The BRICS summit just concluded. China and the BRICS bloc are advancing significant projects to reduce their reliance on the U.S. dollar. Together, they aim to challenge the dollar’s dominance in global transactions and reserve holdings by leveraging digital currencies, particularly China’s digital yuan, and developing a new BRICS currency.
These initiatives have wide-ranging implications for crypto enthusiasts, finance experts, and global policymakers.
China’s Digital Yuan
China has taken a multi-phase approach to establish the digital yuan as a central tool in its de-dollarization strategy. Initially, China cracked down on decentralized cryptocurrencies in 2017, later banning crypto mining and trading altogether. This move emphasized that the government’s vision for blockchain-centered control rather than decentralization.
By 2024, the digital yuan (e-CNY) has seen extensive adoption in China, covering a wide array of use cases from public transit to payroll for civil servants in major cities.
With a two-tiered structure, the People’s Bank of China (PBoC) oversees digital currency issuance, with large institutions like state-owned banks managing distribution. These banks enable users to access the digital yuan via digital wallets for seamless, everyday transactions.
Notably, cross-border payments with partners like Singapore’s DBS Bank and BNP Paribas demonstrate China’s ambition to integrate the digital yuan beyond its borders.
The impact of blockchain adoption is also highlighted by forecasts for regional blockchain spending. According to the IDC, the United States currently holds 39.7% of the global market share in blockchain spending, with China making up 11.2% (as shown in the graph below).
This demonstrates China’s significant investment in blockchain, further supporting its ambitions to lead with its digital yuan in a future financial landscape.
BRICS and the New Currency
Parallel to China’s digital yuan rollout, BRICS nations have committed to launching a new currency designed to bypass the dollar in cross-border payments. Aimed for 2027, this currency will reportedly be backed by a basket of national currencies from BRICS countries and may incorporate blockchain technology for secure, dollar-free transactions.
The BRICS Pay system, under development, is expected to streamline this process, facilitating cross-border transactions without converting to the dollar, a step critical to furthering de-dollarization.
The BRICS currency plan builds on years of de-dollarization efforts by members like Russia, who have experienced the effects of U.S. sanctions through restricted access to SWIFT, the global payments network.
By creating an independent system, BRICS aims to offer an alternative to countries wary of dollar-linked sanctions, particularly those engaged in the Belt and Road Initiative (BRI), which already integrates digital yuan for seamless, scalable trade.
Rewriting Financial Power Dynamics
For crypto enthusiasts, these developments underscore a shift toward centralization as governments integrate blockchain not to decentralize but to maintain regulatory control. Although digital yuan’s underlying tech aligns with blockchain’s potential, it is centralized and controlled by the PBoC, sharply contrasting with decentralized assets like Bitcoin.
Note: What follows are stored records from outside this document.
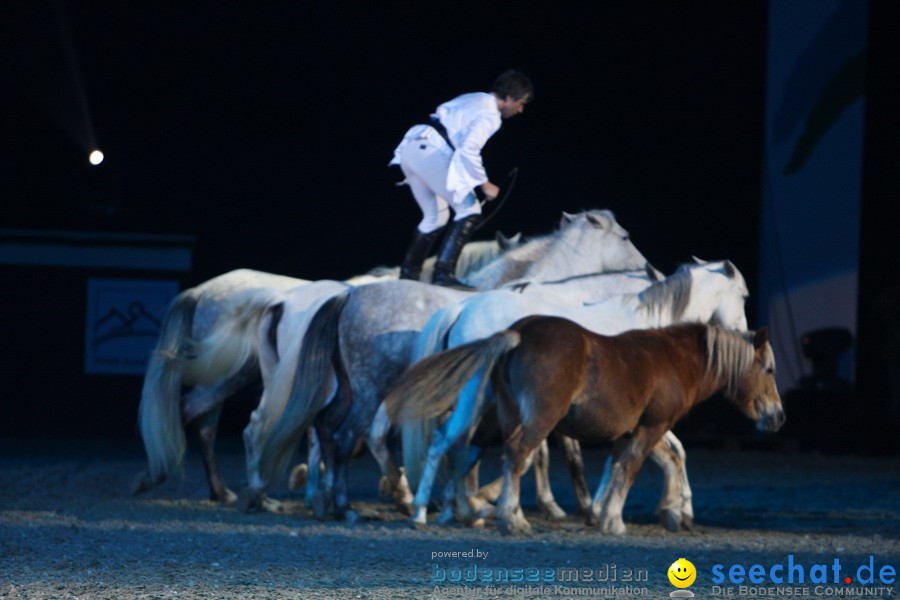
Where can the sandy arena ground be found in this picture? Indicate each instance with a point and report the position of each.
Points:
(70, 529)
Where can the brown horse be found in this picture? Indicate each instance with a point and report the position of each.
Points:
(550, 373)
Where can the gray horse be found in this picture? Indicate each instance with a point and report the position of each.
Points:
(360, 342)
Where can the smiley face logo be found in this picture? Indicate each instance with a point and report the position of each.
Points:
(682, 573)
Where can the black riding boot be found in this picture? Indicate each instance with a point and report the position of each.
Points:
(445, 267)
(417, 253)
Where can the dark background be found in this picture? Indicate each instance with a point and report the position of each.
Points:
(265, 130)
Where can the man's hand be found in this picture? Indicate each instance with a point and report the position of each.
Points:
(490, 190)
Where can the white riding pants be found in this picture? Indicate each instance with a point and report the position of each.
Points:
(425, 161)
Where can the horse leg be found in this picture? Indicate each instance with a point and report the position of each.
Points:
(310, 473)
(491, 492)
(575, 464)
(393, 481)
(321, 497)
(464, 463)
(669, 509)
(451, 432)
(545, 500)
(203, 404)
(510, 518)
(207, 427)
(628, 456)
(687, 503)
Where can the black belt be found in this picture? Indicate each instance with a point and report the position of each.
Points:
(439, 127)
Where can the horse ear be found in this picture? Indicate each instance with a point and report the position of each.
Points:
(730, 269)
(653, 273)
(599, 221)
(761, 337)
(507, 243)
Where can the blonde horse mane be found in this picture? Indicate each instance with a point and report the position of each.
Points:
(729, 354)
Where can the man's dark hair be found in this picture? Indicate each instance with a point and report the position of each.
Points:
(513, 83)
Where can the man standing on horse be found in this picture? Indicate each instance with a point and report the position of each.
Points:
(442, 164)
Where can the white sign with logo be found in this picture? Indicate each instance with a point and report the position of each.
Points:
(124, 318)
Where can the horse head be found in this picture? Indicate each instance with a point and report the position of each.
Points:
(718, 294)
(757, 395)
(599, 243)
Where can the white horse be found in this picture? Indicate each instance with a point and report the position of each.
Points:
(187, 354)
(705, 292)
(362, 339)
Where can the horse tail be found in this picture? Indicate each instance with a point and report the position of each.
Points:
(232, 343)
(430, 388)
(291, 413)
(416, 434)
(159, 412)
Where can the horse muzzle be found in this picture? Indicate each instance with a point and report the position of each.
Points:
(771, 420)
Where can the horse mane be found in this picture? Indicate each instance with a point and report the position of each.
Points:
(672, 293)
(729, 354)
(476, 255)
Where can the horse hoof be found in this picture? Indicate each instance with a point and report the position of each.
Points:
(553, 511)
(299, 476)
(612, 526)
(670, 519)
(271, 505)
(352, 517)
(319, 507)
(249, 500)
(141, 483)
(226, 498)
(384, 487)
(446, 517)
(513, 526)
The dollar still dominates global finance, accounting for about 59% of world reserves. However, as the digital yuan and BRICS currency gain traction in markets across Asia, Africa, and Latin America, many expect a gradual erosion of this dominance.
BRICS’ use of blockchain to facilitate dollar-free transactions may incentivize more nations to diversify their currency reserves, potentially reducing dollar dependency
The partnership between BRICS and China’s digital yuan is part of a broader trend toward restructured financial systems, raising questions for the future of cryptocurrency. If successful, BRICS could reshape global trade dynamics and weaken the dollar’s grip on international finance.